Women get hurt, threatened, coerced, and abused every single day — the details of which I will not type out in this rant. Not because it's not important for awareness (because it is). Not because it makes me physically sick to think about and discuss these things (because it does).

I don't want to focus on the woman's side of these problems because these behaviors are not the problems of women. Yes, these issues impact women (in profoundly ugly ways), but they reflect the deep rooted issues of (some) men.

These behaviors are a reflection of problems with men. 

Men who are broken, insecure, controlling, mentally screwed up, and violent. Men who need to compensate for their own shortcomings and lack of real strength and masculinity by physically and mentally intimidating and inflicting pain on those might not be physically strong enough to defend themselves against an onslaught of abuse — be it mental or physical.

By calling these "women's issues", we are adding insult to injury by subliminally blaming women and asking them to work through what these men put them through.
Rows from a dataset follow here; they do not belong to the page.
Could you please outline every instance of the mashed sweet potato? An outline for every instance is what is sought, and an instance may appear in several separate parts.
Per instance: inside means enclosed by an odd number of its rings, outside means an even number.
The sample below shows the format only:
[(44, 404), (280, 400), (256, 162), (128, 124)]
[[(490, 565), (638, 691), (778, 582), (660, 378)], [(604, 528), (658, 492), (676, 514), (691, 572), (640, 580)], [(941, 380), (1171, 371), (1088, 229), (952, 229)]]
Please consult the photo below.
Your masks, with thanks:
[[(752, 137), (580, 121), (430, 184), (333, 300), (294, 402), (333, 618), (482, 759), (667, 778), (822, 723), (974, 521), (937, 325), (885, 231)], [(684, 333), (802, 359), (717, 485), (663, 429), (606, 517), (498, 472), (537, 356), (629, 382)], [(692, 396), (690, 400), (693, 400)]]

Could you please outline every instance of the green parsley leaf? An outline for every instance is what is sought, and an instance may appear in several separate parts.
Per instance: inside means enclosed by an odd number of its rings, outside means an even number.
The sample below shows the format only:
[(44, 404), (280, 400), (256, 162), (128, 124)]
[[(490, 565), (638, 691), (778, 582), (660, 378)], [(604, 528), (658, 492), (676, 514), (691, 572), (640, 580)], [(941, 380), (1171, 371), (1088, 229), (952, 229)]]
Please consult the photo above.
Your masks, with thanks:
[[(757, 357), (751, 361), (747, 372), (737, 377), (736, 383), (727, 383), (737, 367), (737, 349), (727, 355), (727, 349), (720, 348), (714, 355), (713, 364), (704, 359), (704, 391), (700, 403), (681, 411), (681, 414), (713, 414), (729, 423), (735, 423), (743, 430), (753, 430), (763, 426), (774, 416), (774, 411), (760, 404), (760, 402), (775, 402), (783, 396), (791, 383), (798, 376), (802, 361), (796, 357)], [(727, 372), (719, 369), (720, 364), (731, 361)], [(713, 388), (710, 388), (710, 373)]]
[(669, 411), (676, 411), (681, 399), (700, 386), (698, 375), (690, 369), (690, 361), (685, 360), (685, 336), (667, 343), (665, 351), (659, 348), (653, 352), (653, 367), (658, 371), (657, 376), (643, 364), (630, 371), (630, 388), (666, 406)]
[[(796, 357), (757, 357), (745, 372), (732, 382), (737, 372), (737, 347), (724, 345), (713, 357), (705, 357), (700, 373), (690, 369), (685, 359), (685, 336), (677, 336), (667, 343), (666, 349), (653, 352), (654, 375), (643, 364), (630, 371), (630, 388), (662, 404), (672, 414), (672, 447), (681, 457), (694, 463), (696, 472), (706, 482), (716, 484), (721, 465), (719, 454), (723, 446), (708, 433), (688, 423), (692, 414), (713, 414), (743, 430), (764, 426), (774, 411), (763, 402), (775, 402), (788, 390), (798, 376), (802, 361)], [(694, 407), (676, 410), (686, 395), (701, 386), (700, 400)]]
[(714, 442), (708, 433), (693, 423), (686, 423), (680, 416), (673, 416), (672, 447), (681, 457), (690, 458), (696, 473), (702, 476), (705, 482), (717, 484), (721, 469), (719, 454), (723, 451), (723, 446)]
Stop it. Women in these situations aren't at fault. Sure, they may stay too long in the wrong relationship, but through physical and mental intimidation, low self-esteem, belittling, and humiliation, these women are coerced into staying and need a lifeline to escape. Stop calling these issues "women's issues".

These behaviors are a reflection of problems with men. 

Men who are vacant of empathy, men who are emotionally bankrupt and lack any measurable humanity. In short: horrors of human beings.

Women caught up in these situations are first victimized, and then quietly villainized. Lay the accountability where it belongs: with these male cowards who are only men because of the gender they were assigned at birth.

I know, I know. I'll get a rush of email from men who will angrily spout: "It's not all men, Charles! You are blaming all men! I don't hit women! I don't mentally abuse them! This isn't a problem with me!"

Quite to the contrary, brother. This is your problem, just like it's my problem. As men, we are supposed to stand up with honor for what is right — for what is just — and protect those who are not able to protect themselves. That's what men do.

So, if you're comfortable resting on your passive laurels, comfortable with the assertion that because you aren't doing it then it doesn't matter, then you are a silent accomplice. Maybe if it were your daughter, or mother, or sister, you wouldn't be so quick to bury your head in the sand and claim that you have no involvement.

These behaviors are a reflection of problems with men. 

Men: Stand up. Stop sitting down and lowering your head, pretending this is someone else's issue to solve.

As we pour more and more and more time, money and effort into programs that help these women pick up the broken pieces of their lives after they have experienced abuse, we are continually failing to recognize that we are too damned late.

Where is the accountability before these women are hurt, their life paths fundamentally altered without their consent? We are attempting to fix the symptom instead of the problem: the behavior of men.

It's time to cure the sickness. Wake up, men. Assign your sense of masculinity to a sense of self-worth, esteem, honor, integrity, and courage... which includes to stand up and stare back into the face of adversity to stop these broken cycles of blatant abuse and emotional abandonment.

You and I, we are all responsible in changing this. And as to anyone who refuses to stand up and alter the present for women in abusive environments? I demand that you SIT DOWN so you aren't in my way as I strive toward change.

MEN: Want to make a change? Donate; not just your cash, but your time to bettering life for those who have been affected by abuse.

Protect your daughters by instilling a sense of self-esteem and self-worth, so if she meets the wrong man, she will leave without taking damage. And discuss the issues of abuse and violence; don't hide from them.

By acknowledging they exist, we can embrace it, dispel it, and finally, discard these disgusting behaviors once and for all.